Sockless, could you spoiler that chart? It's kind of huge.
Anyway, yes, that chart and the wikipedia article that refernces it has been linked in the last thread several times. Again, the real point of that is that it doesn't really matter much, because the granularity of the soil is not a really relevant aspect of soil fertility. If anything, it will be compressed into a single "drainage" stat so that players aren't too handicapped by something that is really complexity beyond anything they can really control.
As for the alkaline soil, yes, I have seen that, as well. That will come in the "Advanced NPK and Specific Fertilizers" section.
We've also had discussions on what sort of land area you need to "realistically" farm for the numbers of people we are talking about, and this will be mentioned in one of the closing sections on the thread. I should also point out that the neutrality of that article you referenced (which I've seen before in the thread) is very much disputable, as it is basically a pro-veganism screed. Veganism wouldn't even be possible in medieval times thanks to Vitamin B
12 deficiency, as was raised back then.
For "hydroponics" in gravel... that's not really hydroponics except in some very technical definitions, and it's really beyond medieval farming methods, anyway.
For Aquaculture, that isn't farming by raft, that's fishing. Or rather, it's fisheries, which would certainly be an option available to ancient, much less medieval fishermen. Ironically, the article actually talks about how the Ancient Chinese first practiced this by trapping carp from their rivers. There's also the interesting Algaculture article, where algae is purposefully grown in shallow vats so as to reduce it to fuel or fertilizer.
Aquaponics, however, was what I was thinking of, and it entails using fish and plants floating on rafts above them in a symbiotic relationship to work properly. This was performed by the Aztecs, in what were called
Chinampas within the dwarven limits on technology, as opposed to true (water) hydroponics, which was not really done until the 17th century. They are basically "rafts" that are built into shallow lakes (which dwarves can create artificially), which let the plants to clean the sediments out of the water (as in hydroponics), but instead of manually resupplying the nutrients, the way that hydroponics has to be carefully monitored for proper nutrient balance, you just let the wild fish excrete fertilizer into the water. The plants clean the water of excrement for the fish to have clean water, and the fish go about excreting more.

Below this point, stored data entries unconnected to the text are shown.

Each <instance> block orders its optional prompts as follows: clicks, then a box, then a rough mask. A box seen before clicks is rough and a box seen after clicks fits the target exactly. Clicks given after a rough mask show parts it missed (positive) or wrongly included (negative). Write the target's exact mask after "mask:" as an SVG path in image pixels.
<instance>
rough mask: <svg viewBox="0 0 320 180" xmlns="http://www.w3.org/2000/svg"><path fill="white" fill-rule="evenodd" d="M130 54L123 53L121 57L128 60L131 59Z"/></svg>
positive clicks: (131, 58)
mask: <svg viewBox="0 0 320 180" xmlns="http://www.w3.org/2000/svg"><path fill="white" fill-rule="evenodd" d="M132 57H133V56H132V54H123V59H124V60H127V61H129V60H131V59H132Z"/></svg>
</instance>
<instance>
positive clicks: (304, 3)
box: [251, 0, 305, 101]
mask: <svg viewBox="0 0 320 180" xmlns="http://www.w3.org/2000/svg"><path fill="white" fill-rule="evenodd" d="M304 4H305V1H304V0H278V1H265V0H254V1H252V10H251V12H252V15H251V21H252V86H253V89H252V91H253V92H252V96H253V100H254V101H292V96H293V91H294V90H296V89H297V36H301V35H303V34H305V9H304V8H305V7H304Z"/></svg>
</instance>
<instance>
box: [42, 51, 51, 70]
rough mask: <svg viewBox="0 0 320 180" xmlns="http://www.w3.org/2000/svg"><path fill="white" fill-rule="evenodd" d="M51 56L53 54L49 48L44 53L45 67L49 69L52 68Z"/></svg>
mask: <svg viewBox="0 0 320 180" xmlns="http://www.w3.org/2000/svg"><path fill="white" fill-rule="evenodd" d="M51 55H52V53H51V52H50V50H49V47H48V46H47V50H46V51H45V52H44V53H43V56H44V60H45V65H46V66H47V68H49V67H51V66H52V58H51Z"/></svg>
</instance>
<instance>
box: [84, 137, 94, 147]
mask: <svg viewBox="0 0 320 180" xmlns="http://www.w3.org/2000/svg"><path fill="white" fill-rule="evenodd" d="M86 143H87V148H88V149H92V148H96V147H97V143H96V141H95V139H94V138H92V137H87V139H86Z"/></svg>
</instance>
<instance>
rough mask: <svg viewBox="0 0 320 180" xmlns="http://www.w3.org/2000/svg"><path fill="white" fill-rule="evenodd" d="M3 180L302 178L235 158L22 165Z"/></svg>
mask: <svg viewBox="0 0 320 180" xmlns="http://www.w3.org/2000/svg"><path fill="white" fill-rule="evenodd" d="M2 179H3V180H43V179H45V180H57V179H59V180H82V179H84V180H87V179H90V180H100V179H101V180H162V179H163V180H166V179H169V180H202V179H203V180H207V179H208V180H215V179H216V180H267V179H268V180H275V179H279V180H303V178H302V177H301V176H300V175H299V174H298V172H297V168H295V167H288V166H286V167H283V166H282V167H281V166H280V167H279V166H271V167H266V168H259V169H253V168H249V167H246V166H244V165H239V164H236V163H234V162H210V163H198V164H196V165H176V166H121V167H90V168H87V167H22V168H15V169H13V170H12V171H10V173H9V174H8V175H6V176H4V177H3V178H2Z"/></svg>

I have already mentioned soil salinity in this thread. Likewise, I have mentioned NPK in water. Both are in the "Water Management" section.
Similar methods were used in some forms of rice paddy farming, apparently, letting small forms of carp or eels into the rice paddies to help fertilize the water, and hence soil.
I should probably get around to that "Alternative Farming" section soon.
But it also seems like any nutrients that are brought into the system would stay in it too. Like, new immigrants, wandering animals, or several goblin sieges.
Yes, this is ultimately not going to be a perfect model of balance. Dwarves will probably have some excess material to spend upon expanding soils, provided they conserve their materials well. I can just produce leaks in the system - humanoid operations are just never perfectly efficient, after all. There are also going to be some additional methods of producing some more fertilizers to throw into the farms, including through mining (which is non-renewable, hence short-term), and with breaking apart stone, including volcanic stone through the use of pest-vulnerable lichens and microorganisms, which can help lead to an overall throttle on the expansion of materials.
This, and all other matters that really come down to "making the numbers look right" are really what should be left for the last steps of the construction of the system. What you really need is to have the model constructed in theory before you can worry about making the constants fit the equation.
Secondly, as a minor point, and I'm almost completely certain that it's been mentioned, the spoiler rocks could probably function as a magic source.
I'm not sure whether or not that would be a good idea off the top of my head. On the one hand, it does give a good reason to why some areas of the game may have more magical flora and fauna, and it would punish players with less useful caverns if they plundered the cotton candy stalls of all their gooey goodness. On the other hand, I'm not sure I want to punish the players for that, necessarily. There's already a punishment for eating too much of the cotton candy. Plus, it's what's under the big top that holds the serious magical sources. Colonizing the circus could be a really fun place if we have actual circus-raised crops, much less if we could do the "Total Victory Condition" of altering the circus to Dwarftopia, where every eerie corner turns into an overfull ocean of fermented ambrosia after shooing off the last of the clowns.